Google’s Site Reliability team is responsible for keeping Google’s services and data centers up and running 24/7. In a blog post, Christopher Pascoe, Site Reliability Engineer talk about a project the Site Reliability Engineers took on to make sure that the fluctuations of time don’t adversely affect Google’s products and services.
Pascoe writes “It turns out that being on a revolving imperfect sphere floating in space, being reshaped by earthquakes and volcanic eruptions, and being dragged around by gravitational forces makes your rotation somewhat irregular. Fluctuations in Earth’s rotational speed mean that even very accurate clocks, like the atomic clocks used by global timekeeping services, occasionally have to be adjusted slightly to bring them in line with “solar time.” There have been 24 such adjustments, called “leap seconds,” since they were introduced in 1972. Their effect on technology has become more and more profound as people come to rely on fast, accurate and reliable technology.”
“Very large-scale distributed systems, like ours, demand that time be well-synchronized and expect that time always moves forwards. Computers traditionally accommodate leap seconds by setting their clock backwards by one second at the very end of the day. But this “repeated” second can be a problem.”[…]
“Our systems are engineered for data integrity, and some will refuse to work if their time is sufficiently “wrong.” We saw some of our clustered systems stop accepting work on a small scale during the leap second in 2005, and while it didn’t affect the site or any of our data, we wanted to fix such issues once and for all,” stated Pascoe.
This was the problem that a group of our engineers identified during 2008, with a leap second scheduled for December 31. Given our observations in 2005, we wanted to be ready this time, and in the future. How could we make sure everything at Google stays running as if nothing happened, when all our server clocks suddenly see the same second happening twice?

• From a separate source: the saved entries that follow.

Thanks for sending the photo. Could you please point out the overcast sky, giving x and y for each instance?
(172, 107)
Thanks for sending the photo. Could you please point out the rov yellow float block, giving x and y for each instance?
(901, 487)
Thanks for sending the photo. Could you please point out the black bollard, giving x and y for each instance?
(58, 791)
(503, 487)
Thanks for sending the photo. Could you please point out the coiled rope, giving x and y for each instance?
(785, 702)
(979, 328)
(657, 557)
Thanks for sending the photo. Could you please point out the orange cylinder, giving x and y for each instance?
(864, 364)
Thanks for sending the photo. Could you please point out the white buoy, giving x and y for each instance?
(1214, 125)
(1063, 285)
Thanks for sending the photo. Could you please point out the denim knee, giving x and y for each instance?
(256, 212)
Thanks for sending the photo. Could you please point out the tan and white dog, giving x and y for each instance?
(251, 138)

Also, how could we make this solution scale? Would we need to audit every line of code that cares about the time? (That’s a lot of code!)”
“The solution we came up with came to be known as the “leap smear.” Pascoe writes “We modified our internal NTP servers to gradually add a couple of milliseconds to every update, varying over a time window before the moment when the leap second actually happens. This meant that when it became time to add an extra second at midnight, our clocks had already taken this into account, by skewing the time over the course of the day. All of our servers were then able to continue as normal with the new year, blissfully unaware that a leap second had just occurred. We plan to use this “leap smear” technique again in the future, when new leap seconds are announced by the IERS.””
“Usually when a leap second is almost due, the NTP protocol says a server must indicate this to its clients by setting the “Leap Indicator” (LI) field in its response. This indicates that the last minute of that day will have 61 seconds, or 59 seconds. (Leap seconds can, in theory, be used to shorten a day too, although that hasn’t happened to date.) Rather than doing this, we applied a patch to the NTP server software on our internal Stratum 2 NTP servers to not set LI, and tell a small “lie” about the time, modulating this “lie” over a time window w before midnight: lie(t) = (1.0 – cos(pi * t / w)) / 2.0,” explains Pascoe.[…]
He siad “In an experiment, we performed two smears–one negative then one positive–and tested this setup using about 10,000 servers. We’d previously added monitoring to plot the skew between atomic time, our Stratum 2 servers and all those NTP clients, allowing us to constantly evaluate the performance of our time infrastructure. We were excited to see monitoring showing plots of those servers’ clocks tracking our model’s predictions, and that we were continuing to serve users’ requests without errors.”
“Following the successful test, we reconfigured all our production Stratum 2 NTP servers with details of the actual leap second, ready for New Year’s Eve, when they would automatically activate the smear for all production machines, without any further human intervention required. We had a “big red button” opt-out that allowed us to stop the smear in case anything went wrong.”